I am waiting for the bolt to be taken out of my tire and for the tire to be patched. The wait is longer than expected and especially difficult. My phone is about to go dead and when it does, I'll be cut off from my family. We are in the middle of a crisis.
Other people are waiting in the service area too. An older gentleman, a woman, and a man with a baby girl who can crawl. She is absolutely delightful and so happy! She moves freely about the children's romper room, comes to the door and wants to engage with me. She smiles and gurgles. Coos. Even laughs. But her preciousness just magnifies my pain. I smile and swoon over her as much as I can, but the tears start to roll and I have to turn away.
The father knows how adorable she is too, and when she flirts with me, he beams with pride.
Under different circumstances, I would ask what her name is. I would ask how old she is. I would tell him how beautiful and precious she is. I might even get down to her level and have a little chat.
The father leaves the romper room and sits on one of the chairs across from the door. Little pumpkin comes to the door, looks at Dad, looks at me, then ventures forward. She crawls across the tile, makes it to the carpet, then moves right past my back pack obstacle. Dad apologizes for her getting in my way. I can barely squeak out a "She's fine."
Almost two years ago, a dear family friend delivered a beautiful stillborn baby, who died from her mother's cholestatis of pregnancy. She was only days from being a healthy full term baby. The mother started to itch and one of her caregiver's missed the all important clue.

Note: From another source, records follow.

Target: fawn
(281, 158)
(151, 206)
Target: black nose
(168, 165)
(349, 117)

Today, my daughter called to tell me she's inflicted with the same culprit that took our friend's baby. Her baby must come early, by cesarean section, but it's a tricky decision. A life/death decision: push her birth back as long as they dare so she develops, or just take her now?
I want to tell the stranger with the baby girl how precious she is. I want to tell him I'm waiting to hear an update about my daughter's precarious position. I want to tell him, that my expectant daughter's older sister has a best friend and sister-in-law who both had a stillborn baby and she is in a near panic over her younger sister having the same thing happen. But I can't. I won't. I pull all my emotions inside and stand at the window and gaze.
I'm just another lady at the car dealership waiting for a repair. I keep my facade because that's what normal people do. Who could even imagine the thoughts and worries running through the quiet lady's mind.
I think of a small sign at the allergist's office: Be kind to everyone, you never know what they're going through.